Kehidupan Ali bin Abi Thalib bersama Rasulullah | YDSF

Kehidupan Ali bin Abi Thalib bersama Rasulullah | YDSF

2 September 2019

Ali bin Abi Thalib (23 pra hijrah - 40 H/559-661 M) Radhiyallahu anhu adalah satu di antara sahabat yang merupakan kader Rasulullah shallallahu alaihi wasallam yang terbilang  brilian. Di usianya  yang  belia,  10 tahun, sudah menjadi yang terdepan dalam kebaikan.
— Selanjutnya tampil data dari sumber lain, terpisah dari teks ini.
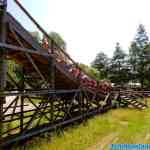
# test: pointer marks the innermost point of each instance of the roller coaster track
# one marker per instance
(47, 96)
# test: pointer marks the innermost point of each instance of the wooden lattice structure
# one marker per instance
(46, 96)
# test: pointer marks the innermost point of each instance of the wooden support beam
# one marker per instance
(3, 65)
(28, 56)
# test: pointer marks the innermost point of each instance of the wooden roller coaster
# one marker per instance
(50, 94)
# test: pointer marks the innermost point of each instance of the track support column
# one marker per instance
(3, 65)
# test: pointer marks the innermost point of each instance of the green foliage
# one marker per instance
(91, 71)
(118, 69)
(138, 50)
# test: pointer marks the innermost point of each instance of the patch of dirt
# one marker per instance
(109, 139)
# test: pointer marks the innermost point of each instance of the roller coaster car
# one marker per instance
(104, 87)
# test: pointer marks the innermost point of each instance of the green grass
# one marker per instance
(115, 126)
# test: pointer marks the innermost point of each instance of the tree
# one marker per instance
(101, 64)
(91, 71)
(137, 51)
(118, 69)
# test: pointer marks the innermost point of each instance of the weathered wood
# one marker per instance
(2, 64)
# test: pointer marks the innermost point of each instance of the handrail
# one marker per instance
(47, 36)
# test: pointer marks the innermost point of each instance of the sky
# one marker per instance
(87, 26)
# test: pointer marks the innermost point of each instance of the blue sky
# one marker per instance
(88, 26)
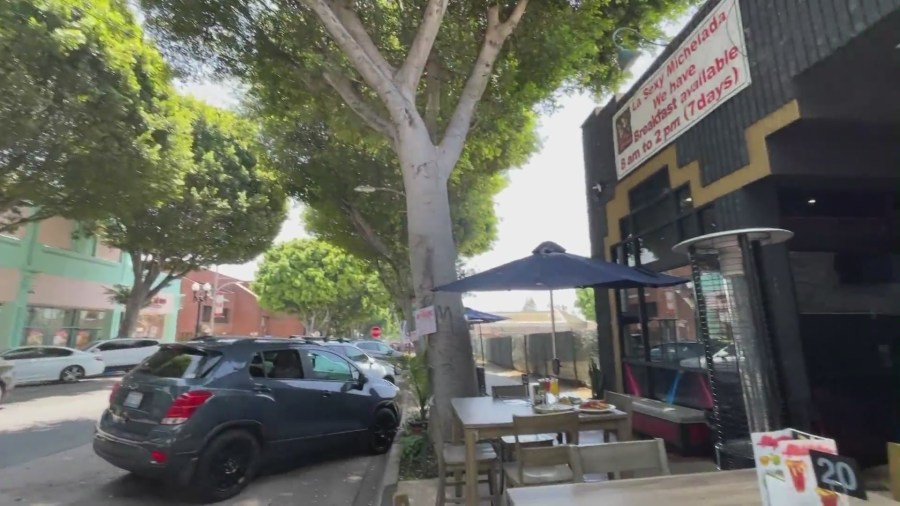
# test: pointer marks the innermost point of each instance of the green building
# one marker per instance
(53, 289)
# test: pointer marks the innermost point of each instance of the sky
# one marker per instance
(544, 201)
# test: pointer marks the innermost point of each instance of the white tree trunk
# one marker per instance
(432, 254)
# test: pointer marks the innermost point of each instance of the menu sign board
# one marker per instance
(707, 69)
(786, 471)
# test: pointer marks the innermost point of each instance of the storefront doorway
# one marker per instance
(846, 269)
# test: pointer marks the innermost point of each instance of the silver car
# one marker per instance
(7, 379)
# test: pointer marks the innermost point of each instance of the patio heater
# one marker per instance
(736, 340)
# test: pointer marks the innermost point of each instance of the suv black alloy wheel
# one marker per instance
(227, 465)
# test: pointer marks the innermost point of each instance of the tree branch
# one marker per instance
(432, 98)
(344, 87)
(496, 34)
(345, 13)
(411, 72)
(383, 85)
(162, 284)
(365, 230)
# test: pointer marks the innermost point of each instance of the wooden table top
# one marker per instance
(482, 412)
(722, 488)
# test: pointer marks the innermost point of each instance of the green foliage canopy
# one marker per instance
(88, 122)
(229, 209)
(323, 172)
(584, 301)
(330, 290)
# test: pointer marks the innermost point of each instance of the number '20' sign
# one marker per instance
(838, 473)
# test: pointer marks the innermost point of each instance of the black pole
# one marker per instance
(481, 339)
(197, 326)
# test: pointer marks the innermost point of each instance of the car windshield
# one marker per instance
(355, 354)
(180, 362)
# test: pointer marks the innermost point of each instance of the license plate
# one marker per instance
(133, 400)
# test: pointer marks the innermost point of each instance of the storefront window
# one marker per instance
(672, 324)
(150, 325)
(64, 327)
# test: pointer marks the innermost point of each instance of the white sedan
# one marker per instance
(7, 379)
(52, 363)
(123, 353)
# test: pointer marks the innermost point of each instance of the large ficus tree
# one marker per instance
(326, 174)
(412, 72)
(88, 121)
(229, 210)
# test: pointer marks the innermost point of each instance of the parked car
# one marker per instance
(123, 353)
(52, 363)
(369, 365)
(7, 379)
(724, 360)
(376, 349)
(206, 414)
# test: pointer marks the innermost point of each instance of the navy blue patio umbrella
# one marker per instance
(474, 317)
(549, 267)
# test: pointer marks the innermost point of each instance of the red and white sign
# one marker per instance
(426, 323)
(219, 305)
(708, 68)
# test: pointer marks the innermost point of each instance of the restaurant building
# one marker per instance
(54, 289)
(761, 113)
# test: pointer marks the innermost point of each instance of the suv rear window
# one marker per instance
(180, 362)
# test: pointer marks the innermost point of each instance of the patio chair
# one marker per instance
(597, 462)
(543, 465)
(507, 443)
(452, 462)
(622, 402)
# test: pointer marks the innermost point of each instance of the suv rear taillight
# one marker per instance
(184, 406)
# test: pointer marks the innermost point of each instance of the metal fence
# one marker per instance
(533, 353)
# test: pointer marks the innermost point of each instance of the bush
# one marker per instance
(417, 459)
(420, 386)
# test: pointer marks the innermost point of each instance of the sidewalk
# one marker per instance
(423, 492)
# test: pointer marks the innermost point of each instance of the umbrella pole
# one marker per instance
(481, 340)
(553, 334)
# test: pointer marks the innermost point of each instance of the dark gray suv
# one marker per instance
(208, 413)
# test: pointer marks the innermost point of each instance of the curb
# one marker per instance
(391, 476)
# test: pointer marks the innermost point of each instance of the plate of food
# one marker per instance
(553, 408)
(596, 406)
(570, 400)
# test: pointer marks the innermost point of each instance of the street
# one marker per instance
(46, 458)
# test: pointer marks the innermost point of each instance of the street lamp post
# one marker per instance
(201, 294)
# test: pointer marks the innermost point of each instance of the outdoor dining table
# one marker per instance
(721, 488)
(487, 418)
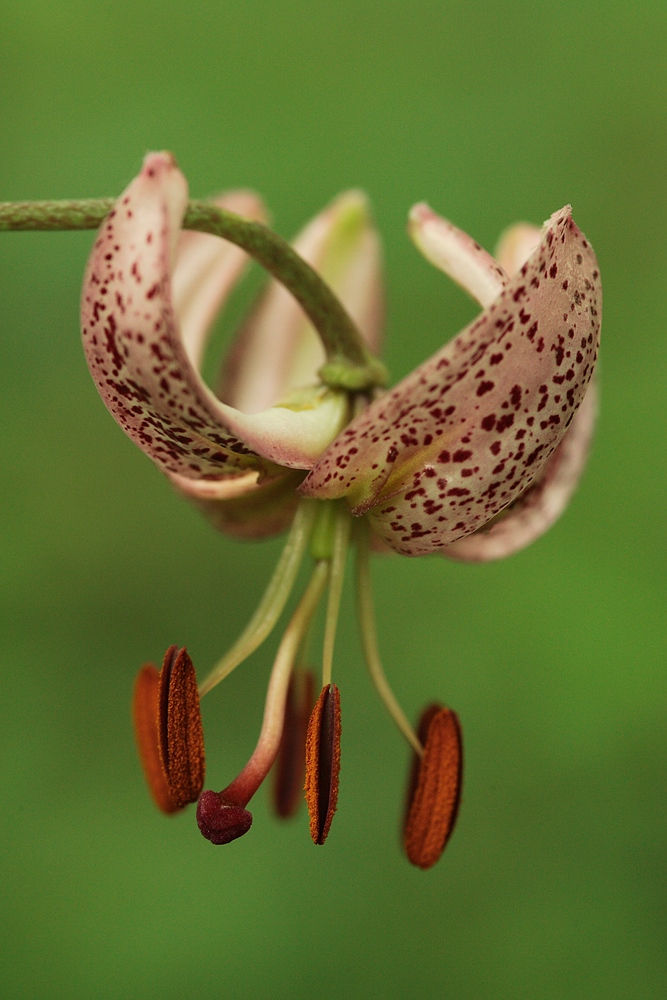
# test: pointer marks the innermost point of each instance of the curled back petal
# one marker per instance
(206, 270)
(469, 430)
(342, 245)
(138, 360)
(457, 254)
(533, 513)
(245, 506)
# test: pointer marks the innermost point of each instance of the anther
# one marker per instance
(323, 762)
(435, 787)
(169, 732)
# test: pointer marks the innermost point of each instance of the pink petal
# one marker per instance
(471, 429)
(535, 511)
(244, 507)
(342, 245)
(207, 268)
(457, 254)
(138, 360)
(516, 245)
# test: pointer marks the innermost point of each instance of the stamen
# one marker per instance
(323, 762)
(180, 729)
(290, 763)
(169, 733)
(369, 639)
(274, 600)
(435, 787)
(241, 790)
(145, 716)
(340, 545)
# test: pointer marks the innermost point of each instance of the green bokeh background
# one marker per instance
(554, 883)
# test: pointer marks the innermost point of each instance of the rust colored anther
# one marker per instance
(290, 765)
(168, 729)
(323, 762)
(435, 787)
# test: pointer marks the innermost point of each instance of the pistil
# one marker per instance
(369, 639)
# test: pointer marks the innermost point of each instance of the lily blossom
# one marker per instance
(474, 428)
(472, 456)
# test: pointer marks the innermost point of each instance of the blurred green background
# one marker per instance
(554, 883)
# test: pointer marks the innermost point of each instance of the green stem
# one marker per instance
(349, 364)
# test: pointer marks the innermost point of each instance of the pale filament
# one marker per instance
(241, 790)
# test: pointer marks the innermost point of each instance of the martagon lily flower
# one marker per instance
(473, 456)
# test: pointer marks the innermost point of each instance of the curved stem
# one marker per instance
(369, 640)
(349, 364)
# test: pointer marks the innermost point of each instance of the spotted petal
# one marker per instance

Pada umur sedini itu, ia telah memeluk Islam.

Mahmūd  Al-Mashri  (ulama  kenamaan  Mesir), dalam “Aṣhābu al-Rasūl” (1/185) menjuluki Ali sebagai “Singa Pahlawan”. Kisah kepahlawanannya saat hijrah yakni pada usia 23 tahun.  Ia mengemban amanah untuk menggantikan  tempat  tidur  Rasulullah  sekaligus menyerahkan  barang  yang  dititipkan  oleh  orang Qurays kepada Rasulullah (Nūr al-Yaqīn,73).

Tak  berlebihan  jika  penulis  muslim  kawakan negeri  Kinanah,  Mahmud  Abbas  Al-`Aqqād,  dalam: “`Abqariyyatu  al-Imām”  (19),  menyebut  kunci kepribadian  manusia  agung ini dengan:  “Kesatria”. Karena  memang,  bagi  yang  menelusuri  jejak-jejak kehidupannya  adalah  gambaran  hakiki  mengenai seorang ksatria.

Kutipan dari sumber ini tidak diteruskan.